L’écart de gouvernance mondiale : L’IA à l’origine de la prochaine vague de blanchiment d’argent

Écart de gouvernance mondiale : Comment l’IA alimente la prochaine vague de blanchiment d’argent

La structure financière mondiale fait actuellement face à un paradoxe de « double usage ». Alors que l’intelligence artificielle (IA) est saluée comme une force transformative pour la gouvernance et la productivité, elle permet également aux fraudeurs, blanchisseurs d’argent et financiers du terrorisme de développer de nouvelles solutions.

Risques des technologies d’IA

Une récente analyse horizontale sur l’IA et les deepfakes publiée par le Groupe d’action financière (GAFI) affirme que différentes formes de technologie d’IA présentent des risques variés de blanchiment d’argent et de financement du terrorisme. Les criminels peuvent exploiter des modèles d’IA prédictive, connus pour détecter des motifs et faire des prévisions, afin de contourner les systèmes traditionnels mis en place par les banques pour détecter les transactions suspectes.

De plus, l’IA générative crée des deepfakes, tels que des vidéos, des audios, des factures et des identités réalistes, qui peuvent être utilisés pour contourner la diligence raisonnable dans la prévention du blanchiment d’argent, en particulier à travers de faux documents KYC.
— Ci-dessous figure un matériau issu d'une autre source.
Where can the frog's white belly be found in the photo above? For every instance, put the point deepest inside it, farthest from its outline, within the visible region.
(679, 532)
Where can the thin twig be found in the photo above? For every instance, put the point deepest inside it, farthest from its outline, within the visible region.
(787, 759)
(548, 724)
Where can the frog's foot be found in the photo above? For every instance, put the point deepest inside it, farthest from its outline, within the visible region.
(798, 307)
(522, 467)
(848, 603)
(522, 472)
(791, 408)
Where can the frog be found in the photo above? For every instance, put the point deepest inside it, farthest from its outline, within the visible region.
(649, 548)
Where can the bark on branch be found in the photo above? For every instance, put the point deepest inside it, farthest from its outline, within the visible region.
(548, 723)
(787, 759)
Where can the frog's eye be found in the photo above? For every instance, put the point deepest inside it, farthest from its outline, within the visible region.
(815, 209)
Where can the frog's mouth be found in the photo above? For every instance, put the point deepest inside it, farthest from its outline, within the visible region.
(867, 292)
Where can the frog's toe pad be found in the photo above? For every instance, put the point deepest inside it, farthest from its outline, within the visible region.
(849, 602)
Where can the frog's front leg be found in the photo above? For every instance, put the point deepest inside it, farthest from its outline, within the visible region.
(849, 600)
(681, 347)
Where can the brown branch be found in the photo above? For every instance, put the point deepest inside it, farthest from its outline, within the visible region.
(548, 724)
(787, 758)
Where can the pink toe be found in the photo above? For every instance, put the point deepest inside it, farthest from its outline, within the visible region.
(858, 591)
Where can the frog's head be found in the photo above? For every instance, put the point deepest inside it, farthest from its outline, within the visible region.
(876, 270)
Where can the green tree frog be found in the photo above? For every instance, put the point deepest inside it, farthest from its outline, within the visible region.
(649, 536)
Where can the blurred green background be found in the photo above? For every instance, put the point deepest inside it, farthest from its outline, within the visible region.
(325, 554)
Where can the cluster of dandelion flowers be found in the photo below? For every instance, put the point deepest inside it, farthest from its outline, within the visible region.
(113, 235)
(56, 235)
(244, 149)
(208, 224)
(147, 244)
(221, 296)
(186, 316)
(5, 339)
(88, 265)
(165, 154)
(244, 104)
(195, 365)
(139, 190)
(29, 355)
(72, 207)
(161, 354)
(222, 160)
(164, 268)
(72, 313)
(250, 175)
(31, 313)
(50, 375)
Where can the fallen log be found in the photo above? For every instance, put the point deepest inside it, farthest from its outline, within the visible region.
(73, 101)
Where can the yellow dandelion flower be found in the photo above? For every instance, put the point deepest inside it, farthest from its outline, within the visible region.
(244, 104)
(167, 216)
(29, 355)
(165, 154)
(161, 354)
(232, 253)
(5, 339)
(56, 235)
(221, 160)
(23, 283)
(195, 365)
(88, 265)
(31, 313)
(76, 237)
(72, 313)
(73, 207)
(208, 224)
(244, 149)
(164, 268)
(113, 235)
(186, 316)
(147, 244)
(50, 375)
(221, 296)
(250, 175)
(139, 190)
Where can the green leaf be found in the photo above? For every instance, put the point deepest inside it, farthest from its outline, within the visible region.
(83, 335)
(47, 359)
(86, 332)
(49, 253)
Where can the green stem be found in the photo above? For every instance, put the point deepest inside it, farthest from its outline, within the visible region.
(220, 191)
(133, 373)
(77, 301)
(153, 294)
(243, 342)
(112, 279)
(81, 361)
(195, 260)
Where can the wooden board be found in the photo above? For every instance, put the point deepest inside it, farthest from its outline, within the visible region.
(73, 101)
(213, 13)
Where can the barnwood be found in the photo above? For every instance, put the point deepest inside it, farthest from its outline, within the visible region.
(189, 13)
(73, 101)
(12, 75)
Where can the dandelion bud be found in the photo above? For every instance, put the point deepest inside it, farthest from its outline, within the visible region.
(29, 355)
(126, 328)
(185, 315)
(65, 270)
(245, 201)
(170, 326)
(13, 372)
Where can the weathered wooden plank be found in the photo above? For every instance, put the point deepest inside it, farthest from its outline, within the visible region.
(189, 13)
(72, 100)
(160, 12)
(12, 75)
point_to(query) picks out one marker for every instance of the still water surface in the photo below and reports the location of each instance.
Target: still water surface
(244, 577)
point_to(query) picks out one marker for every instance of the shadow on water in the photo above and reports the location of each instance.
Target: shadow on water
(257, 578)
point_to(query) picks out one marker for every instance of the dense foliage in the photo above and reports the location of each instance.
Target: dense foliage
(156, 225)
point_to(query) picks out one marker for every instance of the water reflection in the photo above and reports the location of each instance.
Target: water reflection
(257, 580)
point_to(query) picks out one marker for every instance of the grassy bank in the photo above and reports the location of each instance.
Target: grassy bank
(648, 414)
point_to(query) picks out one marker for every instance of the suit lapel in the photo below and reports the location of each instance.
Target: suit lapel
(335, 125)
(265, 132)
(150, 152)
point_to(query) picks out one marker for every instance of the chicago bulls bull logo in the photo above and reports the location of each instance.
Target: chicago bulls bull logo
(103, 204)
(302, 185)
L’IA agentique peut fournir aux blanchisseurs des systèmes autonomes pour la stratification et l’intégration des gains illicites. Par exemple, l’IA agentique peut gérer des millions de comptes de mules et les utiliser pour effectuer des transferts à haute fréquence et de faible valeur, stratifiant ainsi les fonds sans créer de motifs.

Risques de choix de forum

Bien que tous les pays soient tenus de mettre en œuvre les normes de lutte contre le blanchiment d’argent du GAFI dans leur juridiction, ils le font avec des niveaux d’efficacité variables. L’IA générative peut être formée sur les lois, les textes réglementaires et le contexte des différentes juridictions afin d’identifier les faiblesses.
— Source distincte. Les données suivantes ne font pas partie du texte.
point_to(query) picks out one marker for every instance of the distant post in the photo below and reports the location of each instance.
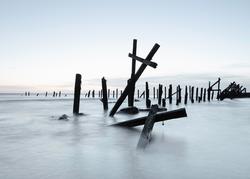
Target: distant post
(105, 96)
(77, 94)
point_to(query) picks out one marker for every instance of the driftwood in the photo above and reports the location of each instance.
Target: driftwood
(162, 116)
(148, 127)
(77, 94)
(133, 80)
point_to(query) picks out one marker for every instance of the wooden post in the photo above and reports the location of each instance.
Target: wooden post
(77, 94)
(201, 94)
(105, 96)
(148, 102)
(192, 94)
(209, 91)
(154, 92)
(161, 116)
(186, 95)
(134, 79)
(148, 127)
(159, 94)
(204, 98)
(132, 86)
(197, 94)
(116, 93)
(177, 95)
(165, 92)
(170, 94)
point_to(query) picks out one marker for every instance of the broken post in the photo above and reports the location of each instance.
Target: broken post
(159, 94)
(148, 127)
(148, 102)
(132, 87)
(162, 116)
(104, 94)
(170, 94)
(77, 94)
(186, 95)
(134, 79)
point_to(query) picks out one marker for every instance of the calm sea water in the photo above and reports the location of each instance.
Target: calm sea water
(212, 142)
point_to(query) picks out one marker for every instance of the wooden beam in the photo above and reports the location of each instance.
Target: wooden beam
(149, 63)
(162, 116)
(134, 79)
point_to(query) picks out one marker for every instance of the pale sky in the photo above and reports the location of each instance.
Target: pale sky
(45, 42)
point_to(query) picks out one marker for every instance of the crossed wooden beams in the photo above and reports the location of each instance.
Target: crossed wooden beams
(145, 62)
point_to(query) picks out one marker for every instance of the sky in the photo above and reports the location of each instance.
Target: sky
(44, 43)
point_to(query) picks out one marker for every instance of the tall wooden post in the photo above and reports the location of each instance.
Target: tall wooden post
(192, 94)
(77, 94)
(132, 86)
(204, 97)
(104, 94)
(186, 95)
(159, 94)
(148, 102)
(170, 94)
(197, 94)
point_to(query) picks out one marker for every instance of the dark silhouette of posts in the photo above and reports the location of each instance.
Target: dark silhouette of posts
(192, 94)
(197, 94)
(104, 92)
(154, 92)
(132, 86)
(77, 94)
(134, 79)
(148, 102)
(201, 93)
(160, 94)
(170, 94)
(186, 95)
(204, 97)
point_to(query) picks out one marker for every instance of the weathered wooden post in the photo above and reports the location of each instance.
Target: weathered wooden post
(170, 94)
(165, 92)
(108, 93)
(116, 93)
(218, 92)
(164, 102)
(132, 86)
(177, 95)
(137, 75)
(159, 94)
(204, 97)
(77, 94)
(201, 94)
(154, 92)
(197, 94)
(105, 96)
(148, 102)
(192, 95)
(186, 95)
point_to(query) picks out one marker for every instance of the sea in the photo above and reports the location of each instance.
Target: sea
(213, 141)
Cette IA peut ensuite concevoir des stratégies de stratification qui exploitent les faiblesses des différentes juridictions. Un tel choix de forum pourrait entraver les efforts d’un pays pour enquêter sur les transactions transfrontalières.

Besoin de gouvernance

Si l’IA agentique peut être formée pour jouer le rôle d’un blanchisseur, elle peut également être formée pour lutter contre la criminalité financière. Il est maintenant reconnu que les banques et autres institutions financières, les organes de supervision, les unités de renseignement financier, les autorités fiscales et les forces de l’ordre doivent adopter l’IA pour devancer les criminels dans ce jeu.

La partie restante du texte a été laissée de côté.